Stability of compact actions and a result on divided differences

TL;DR

This paper investigates the stability of compact actions of al R^n on (n+1)-dimensional manifolds, providing conditions for perturbations that change orbit compactness, and introduces an estimate on divided differences.

Contribution

It generalizes previous stability results for smooth actions, offering new criteria for perturbations that alter orbit compactness and establishing an auxiliary estimate on divided differences.

Findings

Necessary and sufficient conditions for perturbations to change orbit compactness.
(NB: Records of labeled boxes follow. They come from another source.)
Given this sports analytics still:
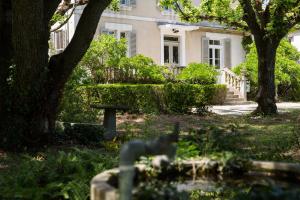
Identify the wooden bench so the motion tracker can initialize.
[91,104,130,140]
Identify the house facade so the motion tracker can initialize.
[53,0,246,102]
[288,30,300,52]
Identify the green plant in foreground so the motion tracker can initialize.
[0,149,118,200]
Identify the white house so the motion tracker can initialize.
[52,0,246,100]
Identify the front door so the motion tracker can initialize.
[164,37,180,66]
[209,40,222,69]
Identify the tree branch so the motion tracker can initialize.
[49,0,112,86]
[56,0,89,16]
[50,5,76,32]
[239,0,262,35]
[175,1,248,30]
[44,0,61,24]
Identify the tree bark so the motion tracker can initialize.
[0,0,111,151]
[255,39,279,115]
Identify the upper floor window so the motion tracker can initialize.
[51,30,68,52]
[120,0,130,6]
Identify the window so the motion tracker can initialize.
[164,36,180,65]
[120,0,130,6]
[209,40,222,68]
[52,30,68,50]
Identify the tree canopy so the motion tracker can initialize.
[161,0,300,115]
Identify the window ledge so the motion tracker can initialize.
[161,10,176,16]
[120,5,132,11]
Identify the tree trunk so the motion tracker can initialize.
[255,39,278,115]
[0,0,111,151]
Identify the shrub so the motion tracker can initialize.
[58,66,99,123]
[79,34,127,83]
[177,63,218,84]
[78,83,226,113]
[55,122,104,145]
[233,40,300,100]
[164,83,209,113]
[118,55,167,83]
[0,149,118,200]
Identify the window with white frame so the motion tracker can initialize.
[209,40,222,68]
[164,36,180,65]
[120,0,130,6]
[52,30,68,51]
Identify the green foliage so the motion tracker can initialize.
[55,122,104,145]
[0,149,118,200]
[79,34,167,84]
[79,34,127,83]
[164,83,209,113]
[233,40,300,100]
[58,66,99,123]
[177,63,218,84]
[78,83,226,113]
[118,55,167,83]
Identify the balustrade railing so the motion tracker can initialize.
[219,68,247,101]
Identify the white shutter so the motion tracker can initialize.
[100,27,109,35]
[129,0,136,6]
[224,38,231,69]
[129,31,136,57]
[201,37,209,64]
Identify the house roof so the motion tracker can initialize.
[157,21,241,31]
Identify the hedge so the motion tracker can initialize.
[54,122,105,145]
[78,83,226,113]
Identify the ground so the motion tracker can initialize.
[0,110,300,199]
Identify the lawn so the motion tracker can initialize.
[0,111,300,199]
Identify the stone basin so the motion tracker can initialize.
[91,158,300,200]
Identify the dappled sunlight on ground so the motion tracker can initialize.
[118,110,300,161]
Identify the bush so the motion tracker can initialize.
[58,66,99,123]
[177,63,218,84]
[55,122,105,145]
[117,55,167,84]
[78,83,226,113]
[0,149,118,200]
[233,40,300,100]
[79,34,127,84]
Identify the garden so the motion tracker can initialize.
[0,0,300,200]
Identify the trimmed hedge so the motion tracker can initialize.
[78,83,226,113]
[55,122,105,145]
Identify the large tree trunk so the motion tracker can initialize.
[0,0,111,151]
[1,0,52,150]
[255,39,278,115]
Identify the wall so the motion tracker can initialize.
[97,17,161,64]
[206,33,246,67]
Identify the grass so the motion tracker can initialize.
[0,111,300,200]
[118,111,300,162]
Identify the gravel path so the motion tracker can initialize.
[210,102,300,115]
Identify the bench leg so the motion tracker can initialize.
[103,109,117,140]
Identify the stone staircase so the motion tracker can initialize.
[218,68,247,105]
[224,91,247,105]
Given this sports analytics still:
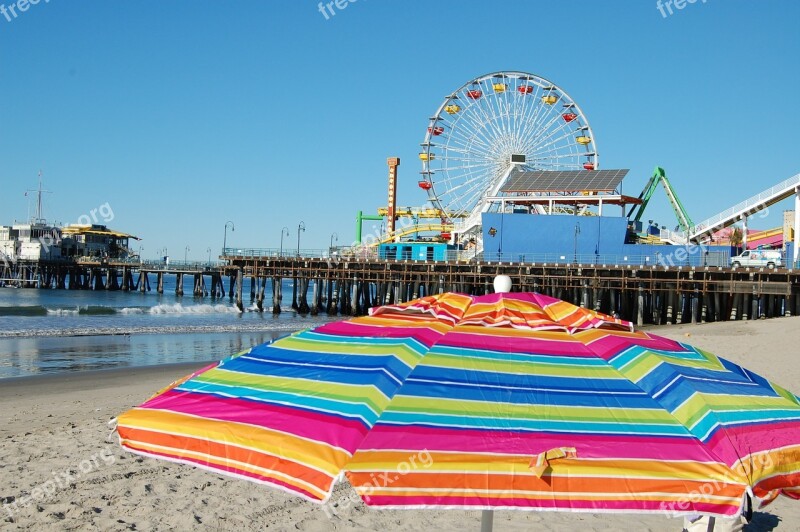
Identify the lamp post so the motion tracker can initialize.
[280,226,289,257]
[222,220,236,256]
[297,221,306,257]
[328,233,339,253]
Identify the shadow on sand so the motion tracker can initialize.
[744,512,781,532]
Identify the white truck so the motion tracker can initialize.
[731,249,783,268]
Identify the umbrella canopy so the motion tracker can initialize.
[118,293,800,516]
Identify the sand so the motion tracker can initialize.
[0,318,800,532]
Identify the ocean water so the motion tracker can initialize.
[0,277,331,379]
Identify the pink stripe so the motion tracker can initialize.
[579,333,686,360]
[706,421,800,464]
[439,327,597,358]
[362,494,739,515]
[359,424,717,461]
[122,444,324,501]
[142,391,368,452]
[314,321,443,347]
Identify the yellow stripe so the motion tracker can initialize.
[382,395,678,425]
[196,368,389,413]
[120,438,334,499]
[274,337,424,368]
[118,408,350,476]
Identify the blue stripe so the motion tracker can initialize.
[408,362,643,394]
[221,357,401,397]
[692,409,800,441]
[380,410,687,435]
[176,379,379,426]
[431,344,607,367]
[396,379,663,410]
[234,347,413,381]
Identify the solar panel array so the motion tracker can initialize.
[500,170,628,192]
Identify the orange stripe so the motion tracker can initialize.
[119,428,333,492]
[347,471,745,500]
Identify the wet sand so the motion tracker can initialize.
[0,318,800,532]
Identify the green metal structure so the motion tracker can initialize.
[628,166,694,232]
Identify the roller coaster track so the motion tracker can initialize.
[687,174,800,242]
[364,223,453,247]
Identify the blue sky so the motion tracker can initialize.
[0,0,800,259]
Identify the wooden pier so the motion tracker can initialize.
[224,256,800,325]
[0,255,800,325]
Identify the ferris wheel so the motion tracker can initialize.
[419,72,598,219]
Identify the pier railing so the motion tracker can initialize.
[225,246,730,267]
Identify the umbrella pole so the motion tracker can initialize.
[481,510,494,532]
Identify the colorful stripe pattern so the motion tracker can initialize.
[119,294,800,515]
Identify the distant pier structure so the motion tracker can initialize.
[223,253,800,325]
[0,250,800,325]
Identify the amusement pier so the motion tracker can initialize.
[0,72,800,325]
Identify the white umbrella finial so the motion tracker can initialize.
[494,275,511,294]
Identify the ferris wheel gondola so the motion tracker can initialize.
[419,72,598,219]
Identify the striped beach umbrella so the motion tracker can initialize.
[118,293,800,516]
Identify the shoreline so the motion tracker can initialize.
[0,317,800,532]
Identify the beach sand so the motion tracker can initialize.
[0,318,800,532]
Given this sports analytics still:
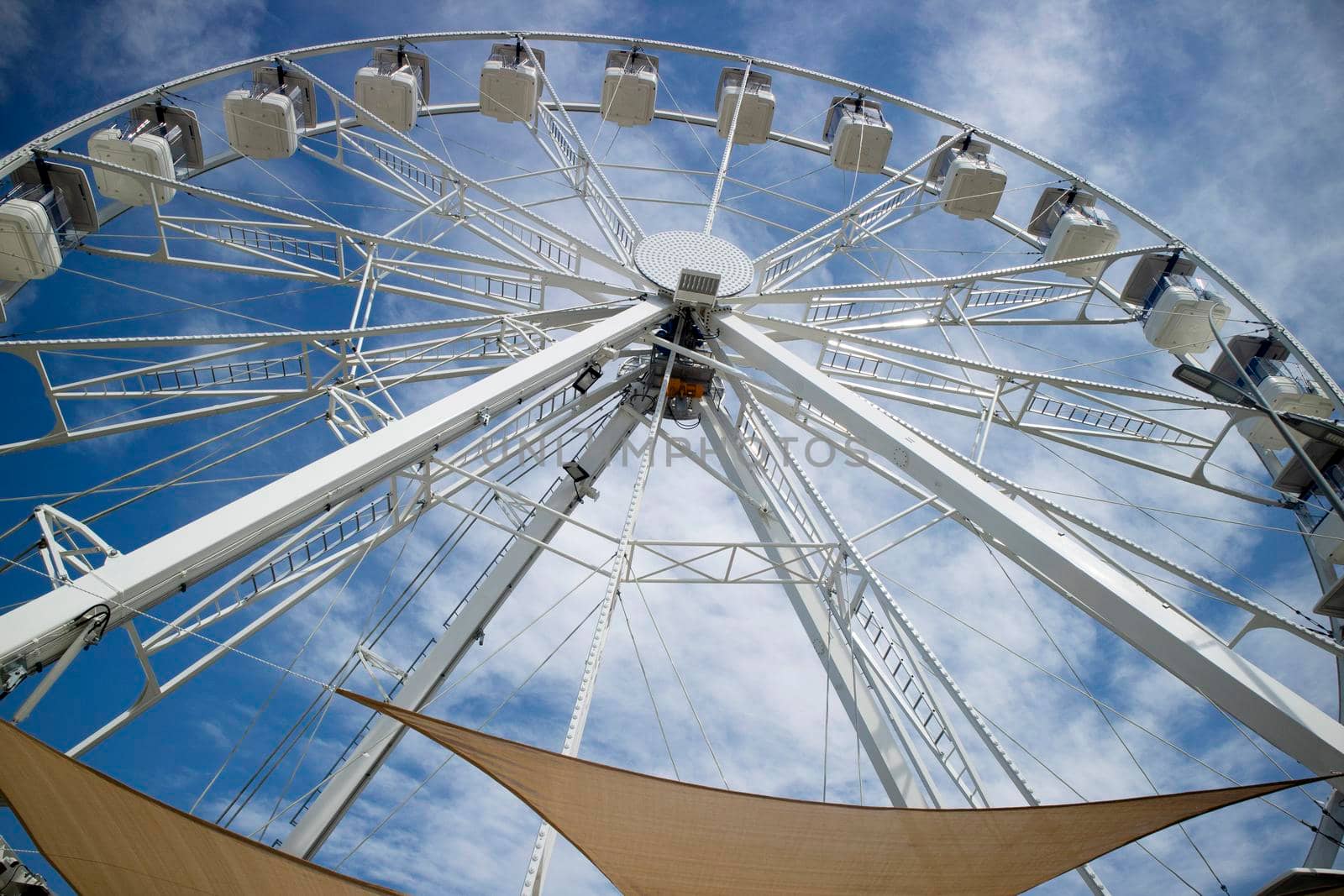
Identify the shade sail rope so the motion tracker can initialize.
[0,721,394,896]
[979,535,1227,893]
[968,704,1199,893]
[630,572,732,790]
[333,588,616,869]
[215,502,397,833]
[616,591,681,780]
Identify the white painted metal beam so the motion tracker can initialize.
[0,300,668,679]
[281,405,640,858]
[701,410,929,809]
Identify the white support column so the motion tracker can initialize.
[701,402,930,809]
[0,300,668,688]
[281,405,640,860]
[717,314,1344,775]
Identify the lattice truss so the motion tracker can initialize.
[0,28,1344,893]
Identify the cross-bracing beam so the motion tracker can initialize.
[281,403,640,858]
[717,314,1344,775]
[522,317,687,896]
[701,408,929,807]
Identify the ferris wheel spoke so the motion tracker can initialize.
[0,32,1344,893]
[24,354,639,755]
[0,318,572,454]
[719,310,1344,773]
[706,410,927,804]
[519,38,643,266]
[51,150,629,311]
[717,390,988,806]
[754,130,969,293]
[748,383,1344,666]
[281,57,625,281]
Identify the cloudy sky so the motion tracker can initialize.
[0,0,1344,893]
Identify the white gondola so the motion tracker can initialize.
[481,43,546,123]
[0,163,98,282]
[1026,186,1120,277]
[600,50,659,128]
[89,103,203,206]
[1120,253,1232,354]
[929,134,1008,220]
[1210,334,1335,451]
[354,47,428,130]
[822,97,891,175]
[714,69,774,146]
[224,67,318,159]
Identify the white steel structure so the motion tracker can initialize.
[0,32,1344,893]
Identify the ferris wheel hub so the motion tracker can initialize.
[634,230,754,298]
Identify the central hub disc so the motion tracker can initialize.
[634,230,754,298]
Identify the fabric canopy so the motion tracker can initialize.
[0,721,395,896]
[340,690,1319,894]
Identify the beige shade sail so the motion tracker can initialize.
[340,690,1319,894]
[0,721,395,896]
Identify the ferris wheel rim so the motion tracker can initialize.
[0,31,1344,892]
[0,29,1344,406]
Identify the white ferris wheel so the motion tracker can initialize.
[0,32,1344,893]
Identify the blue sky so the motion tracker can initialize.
[0,0,1344,893]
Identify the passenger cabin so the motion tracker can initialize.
[929,134,1008,220]
[224,65,318,159]
[1120,253,1235,354]
[1210,334,1335,451]
[0,160,98,282]
[630,317,719,422]
[354,47,428,132]
[822,97,891,175]
[481,42,546,123]
[1274,439,1344,565]
[714,69,774,146]
[1026,186,1120,277]
[601,50,659,128]
[89,103,206,206]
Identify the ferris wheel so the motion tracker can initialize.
[0,32,1344,893]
Existence of localized perturbations that alter orbit properties.

Examples of compact actions with perturbations affecting orbit compactness depending on smoothness class.

Abstract

We study smooth locally free actions of ${\mathbb R}^n$ on manifolds $M$ of dimension $n+1$. We are interested in compact orbits and in compact actions: actions with all orbits compact. Given a compact orbit in a neighborhood of compact orbits, we give necessary and sufficient conditions for the existence of a $C^k$ perturbation with noncompact orbits in the given neighborhood. We prove that if such a perturbation exists it can be assumed to differ from the original action only in a smaller neighborhood of the initial orbit. As an application, for each $k$, we give examples of compact actions which admit $C^{k-1}$-perturbations with noncompact orbits but such that all $C^k$-perturbations are compact. The main result generalizes for $k > 1$ a previous result for the case $C^1$. A critical auxiliary result is an estimate on divided differences.